Donna Wiseman, the former dean of the University of Maryland’s School of Education, was sworn in Wednesday. She filled the vacancy created when Beverly Anderson resigned in June.
In Anderson’s letter of resignation, she complained that the board of education — which has four members who are appointed by the county executive and nine members who are elected — was badly split. She also called the board “dysfunctional” and complained that Baker was not listening to her concerns.
After being sworn in, Wiseman acknowledged the controversy surrounding the board of education’s operations, as well as allegations that the school system had engaged in a form of fraud by changing students’ grades to boost graduation rates.
Wiseman said she’ll spend the first phase of her term listening to feedback.
“We just have to be open,” she said. “We have to listen to data.
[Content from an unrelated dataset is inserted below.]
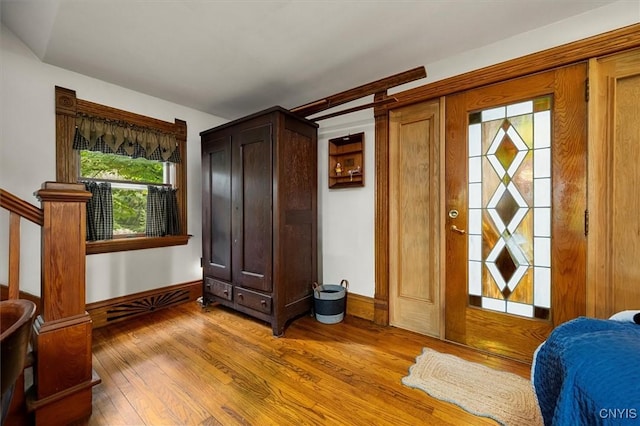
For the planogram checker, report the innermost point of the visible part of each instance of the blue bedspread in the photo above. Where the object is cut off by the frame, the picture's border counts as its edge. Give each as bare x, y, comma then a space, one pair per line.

And yes, a very substantial investigation is extremely important.”
At Wednesday’s ceremony at the Prince George’s County Administration Building, Segun Eubanks, who’s served as the board chair, was reappointed to that position and sworn in along with Wiseman.
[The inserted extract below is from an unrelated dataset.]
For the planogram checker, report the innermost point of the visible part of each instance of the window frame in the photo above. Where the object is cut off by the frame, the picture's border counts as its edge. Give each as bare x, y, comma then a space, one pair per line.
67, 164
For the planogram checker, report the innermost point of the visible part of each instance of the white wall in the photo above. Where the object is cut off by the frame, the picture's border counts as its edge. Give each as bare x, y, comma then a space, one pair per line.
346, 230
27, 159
Both said they were open to the findings of the Maryland State Department of Education’s investigation into grade-fraud allegations. Wiseman and Eubanks were aware of “anecdotal” accounts of grade tampering, they said, but they wanted to see evidence of “systemic” grade changing before drawing any conclusions.
“Look, I’m a researcher,” said Wiseman, referring to her background in education. “I need to have a lot broader perspective. It’s the evidence that’s so important, and we need to see the whole picture.”
Eubanks agreed, saying grading policies had changed in Prince George’s County, with some innovative approaches for getting students ready to graduate.
“The accusations are that somehow, the administration or the board or people from the central office have put significant pressure on principals to actually force them to cut corners. And you’re not going to find that,” said Eubanks.
“If the state department [of education] is going to look at us,” he said, “look at everybody.”
“So far, we’ve got just some allegations that don’t have any real evidence associated with them,” Eubanks said.
If the Maryland State Department of Education does find wrongdoing in the system regarding the way grades were handled, Baker said, “then there will be huge changes here. It is unacceptable. It is not allowed.”
Baker said he told both Eubanks and Kevin Maxwell, school CEO: “If you know about this, if you think it’s going on — you need to cut it out. Because when we come in here and make the changes, it will be swift and it will be certain.”
The Maryland State Department of Education announced it was contracting a third party to conduct the investigation into grade changing. Applications for that contract closed last month.